News Notes

The American Museum of Natural History in New York, in creating what it claims is the first comprehensive museum exhibit on genomics, faced unique challenges. "The Genomic Revolution," which began May 26 and runs through January 1, 2002, explores the promise and the potential ethical perils of genomics advances. The exhibit, geared to ages 9 and up, according to exhibit curator Rob DeSalle, couldn't rely on an awe-inspiring specimen like the museum's famous blue whale to capture young imaginations. Instead, it attempts to charm all ages with interactive, double-helix-adorned audio-visual displays. DeSalle says he and his colleagues tried to "layer" each display to pique everyone's interests. Much of the display deals with the bioethical implications of genetically modified foods, gene therapy, cloning, and access to personal genetics profiles. Questionnaires on computer terminals ask visitors controversial questions; one, for example, asks their opinions about gene therapy, presuming it were relatively safe and effective. Those answers are then compared with those of other museum visitors and with those of respondents to a nationwide survey.
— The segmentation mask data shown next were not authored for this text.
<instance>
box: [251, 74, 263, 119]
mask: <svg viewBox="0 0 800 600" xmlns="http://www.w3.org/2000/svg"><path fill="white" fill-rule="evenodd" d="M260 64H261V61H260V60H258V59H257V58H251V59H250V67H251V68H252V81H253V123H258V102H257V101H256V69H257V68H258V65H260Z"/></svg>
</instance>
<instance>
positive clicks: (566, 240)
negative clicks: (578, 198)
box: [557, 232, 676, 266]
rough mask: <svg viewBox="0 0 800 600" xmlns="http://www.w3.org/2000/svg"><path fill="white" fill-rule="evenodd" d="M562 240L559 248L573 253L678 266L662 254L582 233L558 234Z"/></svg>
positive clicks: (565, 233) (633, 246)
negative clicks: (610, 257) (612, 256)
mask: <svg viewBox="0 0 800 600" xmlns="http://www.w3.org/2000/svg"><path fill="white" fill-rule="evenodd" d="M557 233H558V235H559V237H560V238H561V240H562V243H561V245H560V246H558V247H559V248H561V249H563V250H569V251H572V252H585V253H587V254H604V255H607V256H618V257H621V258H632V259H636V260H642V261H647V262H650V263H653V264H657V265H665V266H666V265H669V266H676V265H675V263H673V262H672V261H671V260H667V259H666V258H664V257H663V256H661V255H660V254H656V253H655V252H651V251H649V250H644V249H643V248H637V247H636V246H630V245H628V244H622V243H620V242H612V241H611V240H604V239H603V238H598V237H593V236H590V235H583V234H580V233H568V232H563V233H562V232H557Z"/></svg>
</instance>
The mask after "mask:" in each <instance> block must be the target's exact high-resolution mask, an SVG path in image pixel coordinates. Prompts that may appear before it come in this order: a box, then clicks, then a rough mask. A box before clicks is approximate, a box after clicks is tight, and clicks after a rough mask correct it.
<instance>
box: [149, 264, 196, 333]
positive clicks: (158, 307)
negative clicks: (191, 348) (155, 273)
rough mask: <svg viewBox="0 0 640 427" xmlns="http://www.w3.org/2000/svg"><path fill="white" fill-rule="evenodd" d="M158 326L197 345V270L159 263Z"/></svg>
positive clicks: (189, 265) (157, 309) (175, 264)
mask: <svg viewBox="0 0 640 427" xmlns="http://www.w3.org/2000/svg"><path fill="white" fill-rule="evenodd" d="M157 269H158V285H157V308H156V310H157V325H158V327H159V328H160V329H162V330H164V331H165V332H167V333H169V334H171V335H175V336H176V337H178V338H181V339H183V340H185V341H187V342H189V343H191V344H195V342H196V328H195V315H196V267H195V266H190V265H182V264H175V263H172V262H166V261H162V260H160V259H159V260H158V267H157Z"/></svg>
The exhibit also includes provocative sound bites from scientists and bioethicists: Harold Varmus, director of the Memorial Sloan-Kettering Cancer Center in New York, declares that "race is going to be exposed as not a biological concept." Craig Venter, CEO of Celera Genomics in Rockville, Md., says that "cloning is the least of our worries." Princeton University bioethicist Lee Silver comments on genetic enhancement. A hands-on laboratory within the exhibit helps groups of high-school students isolate a bit of their own DNA, specifically the gene region cytochrome B--often used in evolutionary studies--which is then compared to other mammals. The results are available online a few days later. Asked about the exhibit's departure from typical museum fare, museum staff member Jeff Rodgers, says that these days "you can't do science without genomics." He envisions a time when a "layer" of genomics information will be integrated into exhibits throughout the museum.

Amid growing concerns over the state of human-subject protections in clinical research trials, seven organizations recently announced the formation of the Association for the Accreditation of Human Research Protection Programs (AAHRPP). Incorporated in April, and formally announced May 23, this nonprofit organization will soon begin testing a voluntary, peer-driven, educational accreditation program for any institution performing clinical research. The founding organizations are the Association of American Medical Colleges (AAMC), Association of American Universities, Consortium of Social Science Associations, Federation of American Societies for Experimental Biology, National Associations of State Universities and Land-Grant Colleges, National Health Council, and Public Responsibility in Medicine and Research. The group, created under loans guaranteed by founding members and the Pharmaceutical Research and Manufacturers of America, as well as a gift from Burroughs Wellcome Fund, will accredit institutions using a site visit model and an educational program that encourages the institution to continuously improve human research protection programs. David Korn, senior vice president of biomedical and health sciences research at AAMC, says that the organization's primary goal is "making the safety and well-being of the subject the first and foremost concern; the entity stimulates, drives, and encourages [institutions] to make that part of their culture rather than something they have to pass when the government comes around." AAHRPP, located in Rockville, Md., should be fully operational by January 2002, a few months before the Institute of Medicine releases phase two of its report, "Preserving Public Trust: Accreditation and Human Research Participant Protection Programs." In the first phase issued in April, the IOM report called accreditation "one element of a long-term strategy," in improving protection standards. And in May, the National Bioethics Advisory Commission recommended that the federal government create an office to monitor public and private research involving human volunteers. The commission's complete report is expected to be published in late summer.